15-летний безотцовщина Эстебан, будучи в эйфории от только что увиденного спектакля «Трамвай “Желание”», погибает на проезжей части, пытаясь взять автограф у актрисы со странным псевдонимом Дымка, блиставшей в роли Бланш. Подростку в каком-то смысле повезло: проживи он дольше, пришлось бы, вероятно, узнать все о своем отце – ныне барселонском транссексуале. Не в силах более читать посмертные дневники Эстебана, его мать, медсестра Мануэла, отправляется на поиски бывшего мужа и экс-мужчины. В Барселоне она сдружится с ВИЧ-инфицированной беременной монашенкой (Пенелопа Крус) и другими пренелепыми людьми – сплошь наркоманками, лесбиянками или гермафродитами.
В 1999-м многим было не вполне ясно: радоваться за Альмодовара или же огорчаться. Его душераздирающая и богопротивная мелодрама «Все о моей матери» отхватила тогда «Оскара» за иностранный фильм, приз в Каннах за режиссуру и множество прочих наград.
Впору было вспоминать Набокова, приветствовавшего присуждение Нобелевки Пастернаку как выдающемуся поэту и, однако же, убежденного, что конкретный повод для присуждения – роман «Доктор Живаго» – находится ниже всякой критики.
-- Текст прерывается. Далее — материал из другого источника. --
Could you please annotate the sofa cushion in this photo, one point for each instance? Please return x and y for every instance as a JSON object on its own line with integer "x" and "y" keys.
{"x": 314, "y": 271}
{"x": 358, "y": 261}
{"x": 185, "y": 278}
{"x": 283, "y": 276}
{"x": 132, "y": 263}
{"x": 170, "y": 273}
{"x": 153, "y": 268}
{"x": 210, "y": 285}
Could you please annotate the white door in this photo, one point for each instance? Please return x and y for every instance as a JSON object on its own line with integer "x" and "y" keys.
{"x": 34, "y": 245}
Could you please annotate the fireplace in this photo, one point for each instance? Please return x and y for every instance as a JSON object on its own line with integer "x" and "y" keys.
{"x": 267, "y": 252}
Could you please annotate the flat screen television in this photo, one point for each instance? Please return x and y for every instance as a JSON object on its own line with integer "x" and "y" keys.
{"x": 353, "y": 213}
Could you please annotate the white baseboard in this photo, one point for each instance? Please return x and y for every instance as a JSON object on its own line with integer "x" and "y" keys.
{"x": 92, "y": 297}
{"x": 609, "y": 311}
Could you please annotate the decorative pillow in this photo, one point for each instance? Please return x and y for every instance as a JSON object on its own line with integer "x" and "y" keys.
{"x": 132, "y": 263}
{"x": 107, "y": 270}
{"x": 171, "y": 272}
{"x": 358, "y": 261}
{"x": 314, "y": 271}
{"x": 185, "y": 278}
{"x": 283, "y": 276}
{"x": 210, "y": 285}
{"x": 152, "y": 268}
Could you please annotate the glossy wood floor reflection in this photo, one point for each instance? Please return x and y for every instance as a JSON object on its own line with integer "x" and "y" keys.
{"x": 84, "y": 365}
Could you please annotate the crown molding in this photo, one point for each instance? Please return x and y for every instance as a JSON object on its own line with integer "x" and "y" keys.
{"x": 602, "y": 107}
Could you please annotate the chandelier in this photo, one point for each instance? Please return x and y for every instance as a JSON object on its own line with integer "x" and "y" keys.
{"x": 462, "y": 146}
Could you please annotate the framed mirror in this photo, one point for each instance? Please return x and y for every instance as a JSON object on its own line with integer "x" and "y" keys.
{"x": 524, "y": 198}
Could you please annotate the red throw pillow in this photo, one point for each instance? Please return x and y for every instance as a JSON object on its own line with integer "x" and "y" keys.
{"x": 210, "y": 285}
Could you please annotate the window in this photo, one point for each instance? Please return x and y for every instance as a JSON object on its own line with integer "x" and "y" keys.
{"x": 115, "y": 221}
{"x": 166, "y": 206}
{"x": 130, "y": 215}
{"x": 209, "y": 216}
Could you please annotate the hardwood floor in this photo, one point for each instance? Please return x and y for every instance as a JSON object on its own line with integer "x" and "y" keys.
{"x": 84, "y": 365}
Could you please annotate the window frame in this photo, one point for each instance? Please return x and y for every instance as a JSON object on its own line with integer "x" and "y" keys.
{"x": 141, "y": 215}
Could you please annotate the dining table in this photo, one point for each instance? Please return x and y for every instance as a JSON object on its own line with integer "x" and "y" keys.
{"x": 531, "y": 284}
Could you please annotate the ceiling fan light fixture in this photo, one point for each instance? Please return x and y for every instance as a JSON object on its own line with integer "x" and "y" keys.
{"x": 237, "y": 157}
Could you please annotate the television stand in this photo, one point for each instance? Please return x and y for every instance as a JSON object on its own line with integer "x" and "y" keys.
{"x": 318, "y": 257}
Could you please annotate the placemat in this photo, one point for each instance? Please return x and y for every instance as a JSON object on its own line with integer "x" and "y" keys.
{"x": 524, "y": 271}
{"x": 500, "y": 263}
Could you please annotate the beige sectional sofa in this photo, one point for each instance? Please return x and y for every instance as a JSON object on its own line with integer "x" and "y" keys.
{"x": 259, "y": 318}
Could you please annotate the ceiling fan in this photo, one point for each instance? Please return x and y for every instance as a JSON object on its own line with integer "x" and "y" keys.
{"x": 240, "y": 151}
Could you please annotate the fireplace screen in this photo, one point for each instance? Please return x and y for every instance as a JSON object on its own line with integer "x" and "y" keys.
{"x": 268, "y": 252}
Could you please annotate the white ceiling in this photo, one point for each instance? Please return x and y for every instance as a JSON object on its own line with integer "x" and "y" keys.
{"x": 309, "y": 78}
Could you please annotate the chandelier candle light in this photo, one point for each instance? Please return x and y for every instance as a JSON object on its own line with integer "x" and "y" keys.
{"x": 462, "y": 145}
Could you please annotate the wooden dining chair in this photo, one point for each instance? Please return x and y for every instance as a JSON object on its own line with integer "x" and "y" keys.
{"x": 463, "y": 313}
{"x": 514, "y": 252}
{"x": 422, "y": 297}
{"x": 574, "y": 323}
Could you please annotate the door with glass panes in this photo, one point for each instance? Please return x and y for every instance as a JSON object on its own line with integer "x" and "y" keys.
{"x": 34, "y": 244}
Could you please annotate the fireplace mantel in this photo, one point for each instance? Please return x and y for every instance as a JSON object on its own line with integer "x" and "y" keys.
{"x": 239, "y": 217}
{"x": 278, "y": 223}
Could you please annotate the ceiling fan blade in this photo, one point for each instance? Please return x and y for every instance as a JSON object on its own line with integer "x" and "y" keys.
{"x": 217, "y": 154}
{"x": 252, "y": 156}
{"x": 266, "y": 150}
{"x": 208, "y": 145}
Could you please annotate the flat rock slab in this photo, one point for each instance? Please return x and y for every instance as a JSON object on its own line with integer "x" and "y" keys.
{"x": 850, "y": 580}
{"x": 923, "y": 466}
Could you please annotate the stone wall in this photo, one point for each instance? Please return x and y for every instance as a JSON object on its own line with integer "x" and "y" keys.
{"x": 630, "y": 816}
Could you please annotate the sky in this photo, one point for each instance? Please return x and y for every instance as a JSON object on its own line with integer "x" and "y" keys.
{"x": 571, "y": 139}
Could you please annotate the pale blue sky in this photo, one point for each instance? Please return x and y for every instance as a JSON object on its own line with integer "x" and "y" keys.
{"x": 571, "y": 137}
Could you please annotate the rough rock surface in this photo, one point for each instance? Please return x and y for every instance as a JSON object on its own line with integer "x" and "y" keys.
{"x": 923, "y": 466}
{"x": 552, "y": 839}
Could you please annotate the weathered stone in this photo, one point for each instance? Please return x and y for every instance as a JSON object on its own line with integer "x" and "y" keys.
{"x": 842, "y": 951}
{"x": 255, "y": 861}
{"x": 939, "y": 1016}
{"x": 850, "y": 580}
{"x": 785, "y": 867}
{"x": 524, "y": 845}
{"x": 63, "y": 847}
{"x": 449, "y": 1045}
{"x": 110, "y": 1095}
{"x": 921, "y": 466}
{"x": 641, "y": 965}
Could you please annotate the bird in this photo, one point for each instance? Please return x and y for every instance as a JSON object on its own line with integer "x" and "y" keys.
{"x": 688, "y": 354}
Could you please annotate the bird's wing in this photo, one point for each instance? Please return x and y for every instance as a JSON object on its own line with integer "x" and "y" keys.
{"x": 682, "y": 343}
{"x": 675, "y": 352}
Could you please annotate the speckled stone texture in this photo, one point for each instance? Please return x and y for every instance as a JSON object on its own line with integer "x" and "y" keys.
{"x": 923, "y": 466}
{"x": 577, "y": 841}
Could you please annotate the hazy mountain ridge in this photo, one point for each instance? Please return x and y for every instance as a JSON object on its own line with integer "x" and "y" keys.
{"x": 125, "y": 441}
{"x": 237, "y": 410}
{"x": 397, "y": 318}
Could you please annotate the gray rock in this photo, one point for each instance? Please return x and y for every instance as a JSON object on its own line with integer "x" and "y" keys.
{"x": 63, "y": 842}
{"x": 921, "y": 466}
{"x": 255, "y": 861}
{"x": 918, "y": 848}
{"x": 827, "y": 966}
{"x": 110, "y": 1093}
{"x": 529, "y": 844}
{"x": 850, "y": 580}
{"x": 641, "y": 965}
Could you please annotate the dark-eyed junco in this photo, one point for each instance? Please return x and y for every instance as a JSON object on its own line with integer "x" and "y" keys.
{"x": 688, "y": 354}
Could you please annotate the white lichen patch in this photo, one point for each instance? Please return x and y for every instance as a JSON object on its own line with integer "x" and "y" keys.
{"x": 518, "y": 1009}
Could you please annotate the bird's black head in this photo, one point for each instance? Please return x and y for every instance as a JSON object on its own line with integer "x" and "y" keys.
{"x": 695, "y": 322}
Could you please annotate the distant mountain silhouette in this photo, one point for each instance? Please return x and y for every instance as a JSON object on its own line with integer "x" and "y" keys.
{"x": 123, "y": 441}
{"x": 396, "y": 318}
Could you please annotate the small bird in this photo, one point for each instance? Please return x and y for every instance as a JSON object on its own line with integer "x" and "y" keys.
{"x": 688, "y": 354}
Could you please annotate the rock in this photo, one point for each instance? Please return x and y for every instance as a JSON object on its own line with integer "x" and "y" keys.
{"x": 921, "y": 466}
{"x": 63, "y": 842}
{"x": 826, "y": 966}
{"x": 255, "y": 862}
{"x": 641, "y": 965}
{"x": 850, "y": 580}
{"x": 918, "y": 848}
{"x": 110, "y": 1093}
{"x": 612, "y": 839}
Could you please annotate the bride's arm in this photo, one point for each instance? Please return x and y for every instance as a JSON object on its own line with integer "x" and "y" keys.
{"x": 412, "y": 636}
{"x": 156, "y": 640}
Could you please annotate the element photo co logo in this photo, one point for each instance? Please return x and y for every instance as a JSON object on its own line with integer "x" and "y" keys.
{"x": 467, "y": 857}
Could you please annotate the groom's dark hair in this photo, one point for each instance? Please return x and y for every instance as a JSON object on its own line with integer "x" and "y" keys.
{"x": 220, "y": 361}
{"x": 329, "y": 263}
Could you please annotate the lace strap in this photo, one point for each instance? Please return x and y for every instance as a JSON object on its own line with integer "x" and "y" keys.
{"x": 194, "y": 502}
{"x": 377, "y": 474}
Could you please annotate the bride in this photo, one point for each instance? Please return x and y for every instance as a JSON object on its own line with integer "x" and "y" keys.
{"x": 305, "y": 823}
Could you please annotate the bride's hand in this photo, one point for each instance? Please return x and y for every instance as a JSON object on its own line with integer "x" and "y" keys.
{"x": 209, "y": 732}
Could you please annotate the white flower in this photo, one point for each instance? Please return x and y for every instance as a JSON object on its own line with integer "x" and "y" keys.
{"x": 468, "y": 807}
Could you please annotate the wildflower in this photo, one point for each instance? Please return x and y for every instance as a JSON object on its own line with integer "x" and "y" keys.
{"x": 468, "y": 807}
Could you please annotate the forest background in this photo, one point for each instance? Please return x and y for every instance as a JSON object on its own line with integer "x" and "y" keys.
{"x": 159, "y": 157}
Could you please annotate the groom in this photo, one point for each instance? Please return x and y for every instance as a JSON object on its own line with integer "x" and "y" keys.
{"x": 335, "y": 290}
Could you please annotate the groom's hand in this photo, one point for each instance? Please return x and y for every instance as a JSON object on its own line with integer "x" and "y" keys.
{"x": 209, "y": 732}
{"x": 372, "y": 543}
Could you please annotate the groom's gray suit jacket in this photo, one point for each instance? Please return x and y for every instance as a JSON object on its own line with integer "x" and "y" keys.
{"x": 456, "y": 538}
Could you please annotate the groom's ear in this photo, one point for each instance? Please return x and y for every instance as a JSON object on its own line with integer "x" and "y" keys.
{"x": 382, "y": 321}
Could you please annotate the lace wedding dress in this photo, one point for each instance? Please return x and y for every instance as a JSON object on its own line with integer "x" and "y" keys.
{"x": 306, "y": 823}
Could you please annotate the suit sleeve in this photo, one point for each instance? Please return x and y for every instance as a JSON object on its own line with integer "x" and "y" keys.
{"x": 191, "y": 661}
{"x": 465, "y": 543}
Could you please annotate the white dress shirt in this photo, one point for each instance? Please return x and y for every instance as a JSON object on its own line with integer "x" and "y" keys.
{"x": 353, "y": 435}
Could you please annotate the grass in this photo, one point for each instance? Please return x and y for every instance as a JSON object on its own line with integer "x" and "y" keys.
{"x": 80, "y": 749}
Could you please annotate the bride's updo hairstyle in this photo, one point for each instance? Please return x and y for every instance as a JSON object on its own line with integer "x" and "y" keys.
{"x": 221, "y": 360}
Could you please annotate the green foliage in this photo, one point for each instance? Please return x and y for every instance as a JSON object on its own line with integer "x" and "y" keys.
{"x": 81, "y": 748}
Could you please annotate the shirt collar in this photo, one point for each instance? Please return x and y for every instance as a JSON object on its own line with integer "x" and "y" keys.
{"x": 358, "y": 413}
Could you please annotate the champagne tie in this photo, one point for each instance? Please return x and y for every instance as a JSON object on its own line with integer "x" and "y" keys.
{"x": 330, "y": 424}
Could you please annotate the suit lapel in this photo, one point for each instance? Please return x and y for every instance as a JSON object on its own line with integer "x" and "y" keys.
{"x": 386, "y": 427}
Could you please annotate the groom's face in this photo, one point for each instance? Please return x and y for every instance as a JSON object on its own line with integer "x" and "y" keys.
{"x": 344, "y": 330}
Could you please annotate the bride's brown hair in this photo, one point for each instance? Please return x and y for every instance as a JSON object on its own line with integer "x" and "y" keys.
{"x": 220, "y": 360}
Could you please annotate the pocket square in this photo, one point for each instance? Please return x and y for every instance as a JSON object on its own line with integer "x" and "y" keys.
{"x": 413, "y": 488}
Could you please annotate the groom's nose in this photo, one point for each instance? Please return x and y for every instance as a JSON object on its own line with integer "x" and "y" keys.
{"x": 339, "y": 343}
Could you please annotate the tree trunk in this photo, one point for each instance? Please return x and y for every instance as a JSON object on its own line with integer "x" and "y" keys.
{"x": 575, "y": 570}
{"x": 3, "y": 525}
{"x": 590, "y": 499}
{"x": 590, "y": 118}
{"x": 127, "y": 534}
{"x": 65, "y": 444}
Альмодовар заслужил такую широкую славу, какая свалилась на него в 1999-м, но есть что-то горькое в творческом старении этого бурлескного дона Педро (хотя оное старение и позволило осыпать когда-то непредсказуемого режиссера престижнейшими призами и почестями).
«Все о моей матери» – сверхконъюнктурное, ультраполиткорректное высказывание, которое в эпоху тотального сочувствия к любым меньшинствам, конечно, нельзя было не поднять на щит. Подняли. Надежды же на подлинный шедевр Альмодовара, вот-вот, казалось, грядущий, – рухнули: в первом десятилетии нового века Педро снял самые проходные свои ленты.